Shogo: Mobile Armor Division

Anime in the USA

Remember Face/Off, where we had John Travolta acting as Nicholas Cage acting as John Travolta? Not many people could've pulled it off, and the overall effect was marvelous and even humorous, if a little creepy at times. The same could be said of Monolith's Shogo: Mobile Armor Division, a first-person paean to the wonky worlds of Japanese anime; it's a slightly Americanized spin on a Japanese genre.

Monolith nailed it-they even got the quintessential Bad Japanese Pop Band to do the shrill, cheesy music for the opening movie. The idea was to let every Mech-head, otaku, and science-fantasy fan in the creative ranks of Monolith go nuts. They filled a class-A shooter with Macross/Evengelion transformations, neon cityscapes from Blade Runner, and the kinds of story elements that only the Japanese have hitherto had the nerve to employ-the fact, for example, that you've lost your girlfriend in the war, and now you're dating her sister, and your commanding officer is their father, and that this all somehow becomes a plot point. As the protagonist notes in the game's prelude, "It's kind of complicated."

The lengthy plot of Shogo's single-player game alternates between two broad styles of mission: those where you're on foot, and those in which you command several-stories-tall mecha-er, excuse me, "MCAs." The play styles have functional similarities. Both, for example, have a nifty zoom-in sniper feature that trades rate of fire for accuracy.

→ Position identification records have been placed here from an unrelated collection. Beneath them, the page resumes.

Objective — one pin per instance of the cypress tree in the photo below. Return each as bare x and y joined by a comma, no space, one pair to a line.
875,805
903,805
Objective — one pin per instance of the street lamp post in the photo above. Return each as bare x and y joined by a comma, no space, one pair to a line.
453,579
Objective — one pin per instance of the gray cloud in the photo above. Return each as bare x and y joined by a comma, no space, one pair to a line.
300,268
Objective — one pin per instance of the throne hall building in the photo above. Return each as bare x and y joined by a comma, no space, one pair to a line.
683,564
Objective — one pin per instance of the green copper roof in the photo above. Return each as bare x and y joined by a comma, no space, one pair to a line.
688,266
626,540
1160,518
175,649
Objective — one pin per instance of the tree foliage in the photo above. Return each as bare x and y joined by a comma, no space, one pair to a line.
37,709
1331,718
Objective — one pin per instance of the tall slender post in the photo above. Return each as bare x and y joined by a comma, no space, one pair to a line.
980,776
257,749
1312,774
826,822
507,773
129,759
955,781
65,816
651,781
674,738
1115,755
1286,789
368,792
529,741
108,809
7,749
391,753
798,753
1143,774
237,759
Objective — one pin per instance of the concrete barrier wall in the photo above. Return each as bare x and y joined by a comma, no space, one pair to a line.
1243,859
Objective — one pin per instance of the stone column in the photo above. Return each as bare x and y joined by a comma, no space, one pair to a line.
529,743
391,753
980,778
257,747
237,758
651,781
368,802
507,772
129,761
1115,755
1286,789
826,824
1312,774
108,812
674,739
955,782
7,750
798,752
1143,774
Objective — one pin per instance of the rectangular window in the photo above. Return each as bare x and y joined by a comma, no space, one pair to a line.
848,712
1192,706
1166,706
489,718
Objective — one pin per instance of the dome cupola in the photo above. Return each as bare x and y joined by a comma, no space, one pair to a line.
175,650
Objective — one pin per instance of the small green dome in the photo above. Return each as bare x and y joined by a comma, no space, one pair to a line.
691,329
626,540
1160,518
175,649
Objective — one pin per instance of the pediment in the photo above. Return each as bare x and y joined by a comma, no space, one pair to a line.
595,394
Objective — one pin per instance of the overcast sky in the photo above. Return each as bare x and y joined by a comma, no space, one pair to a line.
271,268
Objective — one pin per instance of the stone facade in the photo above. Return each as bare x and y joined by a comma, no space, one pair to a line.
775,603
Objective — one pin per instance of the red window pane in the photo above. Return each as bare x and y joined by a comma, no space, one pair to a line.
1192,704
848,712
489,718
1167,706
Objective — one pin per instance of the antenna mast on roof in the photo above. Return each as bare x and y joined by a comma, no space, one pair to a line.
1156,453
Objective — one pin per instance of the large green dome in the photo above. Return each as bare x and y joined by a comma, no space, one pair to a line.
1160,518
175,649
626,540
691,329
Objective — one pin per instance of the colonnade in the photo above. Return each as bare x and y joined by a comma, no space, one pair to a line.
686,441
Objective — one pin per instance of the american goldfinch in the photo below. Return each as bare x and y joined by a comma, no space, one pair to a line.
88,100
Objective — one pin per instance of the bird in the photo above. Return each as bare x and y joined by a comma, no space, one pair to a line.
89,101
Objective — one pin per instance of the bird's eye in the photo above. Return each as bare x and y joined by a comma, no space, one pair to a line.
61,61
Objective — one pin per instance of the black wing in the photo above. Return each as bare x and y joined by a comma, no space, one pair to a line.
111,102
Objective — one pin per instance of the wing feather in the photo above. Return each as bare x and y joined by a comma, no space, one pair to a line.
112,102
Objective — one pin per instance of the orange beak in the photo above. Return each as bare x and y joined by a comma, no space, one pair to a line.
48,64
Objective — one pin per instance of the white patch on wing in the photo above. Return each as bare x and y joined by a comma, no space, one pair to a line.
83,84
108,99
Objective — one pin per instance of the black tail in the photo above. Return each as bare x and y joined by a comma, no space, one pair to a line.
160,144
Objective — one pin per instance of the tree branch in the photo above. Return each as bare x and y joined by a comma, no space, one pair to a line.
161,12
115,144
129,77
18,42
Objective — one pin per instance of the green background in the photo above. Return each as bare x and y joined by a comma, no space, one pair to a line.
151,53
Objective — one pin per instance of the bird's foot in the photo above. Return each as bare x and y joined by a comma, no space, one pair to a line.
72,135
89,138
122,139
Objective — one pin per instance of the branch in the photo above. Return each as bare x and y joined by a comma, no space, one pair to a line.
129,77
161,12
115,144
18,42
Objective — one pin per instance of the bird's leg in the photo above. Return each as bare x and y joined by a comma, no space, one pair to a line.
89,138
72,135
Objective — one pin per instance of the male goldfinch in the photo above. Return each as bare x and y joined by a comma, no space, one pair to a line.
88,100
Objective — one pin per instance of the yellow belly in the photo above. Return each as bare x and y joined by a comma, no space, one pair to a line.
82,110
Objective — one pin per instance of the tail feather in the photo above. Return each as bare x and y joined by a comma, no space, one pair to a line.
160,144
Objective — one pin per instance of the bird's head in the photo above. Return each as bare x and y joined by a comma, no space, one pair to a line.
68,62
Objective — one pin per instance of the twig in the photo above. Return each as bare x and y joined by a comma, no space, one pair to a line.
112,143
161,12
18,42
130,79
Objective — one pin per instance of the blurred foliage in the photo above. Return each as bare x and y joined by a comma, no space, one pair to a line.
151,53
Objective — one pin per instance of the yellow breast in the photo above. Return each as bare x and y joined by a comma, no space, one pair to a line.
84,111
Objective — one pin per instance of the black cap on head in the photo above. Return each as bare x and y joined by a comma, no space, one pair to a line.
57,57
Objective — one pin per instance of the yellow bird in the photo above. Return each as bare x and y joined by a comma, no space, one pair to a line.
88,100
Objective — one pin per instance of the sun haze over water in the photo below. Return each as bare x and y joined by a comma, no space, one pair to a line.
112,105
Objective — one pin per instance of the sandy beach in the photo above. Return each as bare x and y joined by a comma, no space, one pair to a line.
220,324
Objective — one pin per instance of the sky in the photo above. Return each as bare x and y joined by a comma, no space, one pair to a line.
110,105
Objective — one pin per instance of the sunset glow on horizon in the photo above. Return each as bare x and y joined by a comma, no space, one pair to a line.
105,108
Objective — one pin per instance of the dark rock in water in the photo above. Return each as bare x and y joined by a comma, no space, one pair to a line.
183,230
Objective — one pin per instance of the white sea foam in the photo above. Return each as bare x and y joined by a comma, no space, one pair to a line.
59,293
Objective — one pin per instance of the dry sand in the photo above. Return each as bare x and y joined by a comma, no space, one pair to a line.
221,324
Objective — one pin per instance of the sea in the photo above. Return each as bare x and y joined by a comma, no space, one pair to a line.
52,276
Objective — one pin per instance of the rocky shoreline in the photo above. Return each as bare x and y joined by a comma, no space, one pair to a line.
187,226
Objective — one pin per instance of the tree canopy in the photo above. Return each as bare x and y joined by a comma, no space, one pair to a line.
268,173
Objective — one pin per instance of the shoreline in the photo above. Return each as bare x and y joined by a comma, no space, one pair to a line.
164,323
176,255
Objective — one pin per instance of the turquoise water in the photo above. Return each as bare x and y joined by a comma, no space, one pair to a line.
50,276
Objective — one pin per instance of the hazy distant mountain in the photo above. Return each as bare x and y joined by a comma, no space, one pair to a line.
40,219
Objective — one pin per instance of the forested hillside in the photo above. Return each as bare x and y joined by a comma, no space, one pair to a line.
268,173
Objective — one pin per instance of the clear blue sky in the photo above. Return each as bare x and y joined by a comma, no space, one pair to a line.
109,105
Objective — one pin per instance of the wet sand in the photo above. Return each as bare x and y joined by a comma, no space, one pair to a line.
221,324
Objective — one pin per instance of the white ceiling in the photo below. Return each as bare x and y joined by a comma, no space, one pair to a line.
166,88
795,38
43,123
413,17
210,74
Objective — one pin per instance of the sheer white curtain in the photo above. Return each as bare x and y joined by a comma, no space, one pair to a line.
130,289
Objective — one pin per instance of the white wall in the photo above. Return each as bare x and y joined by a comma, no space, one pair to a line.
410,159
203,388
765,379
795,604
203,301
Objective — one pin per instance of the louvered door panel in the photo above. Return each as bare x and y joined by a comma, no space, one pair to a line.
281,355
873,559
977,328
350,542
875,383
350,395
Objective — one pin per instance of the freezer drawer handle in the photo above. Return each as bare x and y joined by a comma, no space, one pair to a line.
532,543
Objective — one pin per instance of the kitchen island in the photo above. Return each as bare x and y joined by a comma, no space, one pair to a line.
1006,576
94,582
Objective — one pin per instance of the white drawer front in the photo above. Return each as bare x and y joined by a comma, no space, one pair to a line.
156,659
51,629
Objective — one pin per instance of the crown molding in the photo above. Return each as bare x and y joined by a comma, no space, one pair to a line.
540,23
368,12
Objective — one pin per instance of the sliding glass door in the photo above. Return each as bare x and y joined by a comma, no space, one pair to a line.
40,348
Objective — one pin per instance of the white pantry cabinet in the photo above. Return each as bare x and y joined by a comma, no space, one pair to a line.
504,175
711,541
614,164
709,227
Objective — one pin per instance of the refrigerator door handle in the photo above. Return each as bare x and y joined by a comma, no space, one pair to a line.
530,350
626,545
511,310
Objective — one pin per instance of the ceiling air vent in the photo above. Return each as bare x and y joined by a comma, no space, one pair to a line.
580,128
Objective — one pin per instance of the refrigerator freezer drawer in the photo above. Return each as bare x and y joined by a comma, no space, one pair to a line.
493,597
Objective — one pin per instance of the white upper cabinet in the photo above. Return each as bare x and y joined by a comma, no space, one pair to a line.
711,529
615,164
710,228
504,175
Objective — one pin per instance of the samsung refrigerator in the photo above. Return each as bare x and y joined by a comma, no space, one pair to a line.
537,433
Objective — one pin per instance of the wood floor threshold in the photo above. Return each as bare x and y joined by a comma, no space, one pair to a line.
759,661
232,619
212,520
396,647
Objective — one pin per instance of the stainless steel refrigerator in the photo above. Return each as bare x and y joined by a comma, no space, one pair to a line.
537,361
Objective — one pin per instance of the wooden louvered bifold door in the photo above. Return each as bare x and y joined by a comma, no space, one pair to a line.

Within these two general mission types is everything from open-wasteland, powered-armor brawls to inner-city, try-not-to-step-on-the-explosive-parked-cars MCA clashes to desperate, squad-level base infiltrations. One mission set in a martial-law slum has you rooting through a rotting warehouse with a squeak-toy (I'm not kidding), looking for (I'm still not kidding) some old lady's cat.

This game's packed with those elusive, golden Nice Touches that make good games great: In open-terrain combat zones, clouds overhead cast shadows that creep and warp across the ground, and a well-timed look into the sky will reveal troop-transport ships descending into view through the haze; key points in various missions trigger bits of personality from your character (a hotel manager's macho "Hey, don't make me call security!" is immediately countered with your annoyed "Hey, don't make me shoot you!"); and the urban environments, while a tad angular, have an awe-inspiring sense of size and are dotted with all manner of signs, in-gags, and visual references.

Not to imply that Shogo's realistic, because it's not. Like the best anime, it's joyfully ludicrous. Your lumbering, four-story, heavy MCA can, on the run, transform into a nimble hovercraft before you can say "Beta Capsule." There's a formal anime rule that Bigger is Better, and laws pertaining to mass and inertia have been cheerily chucked out the window. The same sort of enemy MCA that just did a sprightly little soft-shoe between two buildings will later tote a gun the length of six Mac trucks end to end, with no apparent weight-distribution difficulties.

Of course, your MCA has an appropriately huge sword (in case that TOW rocket-launcher you've been schlepping doesn't do the trick). And for some bizarre reason, scoring a "critical hit" on enemies instantly increases your capacity to take damage. Dramatic as hell, but ludicrous. Shogo should bring a smile to any anime fan's face, but even the Japanimationally challenged will find a solid, slick shooter with tons of replayability.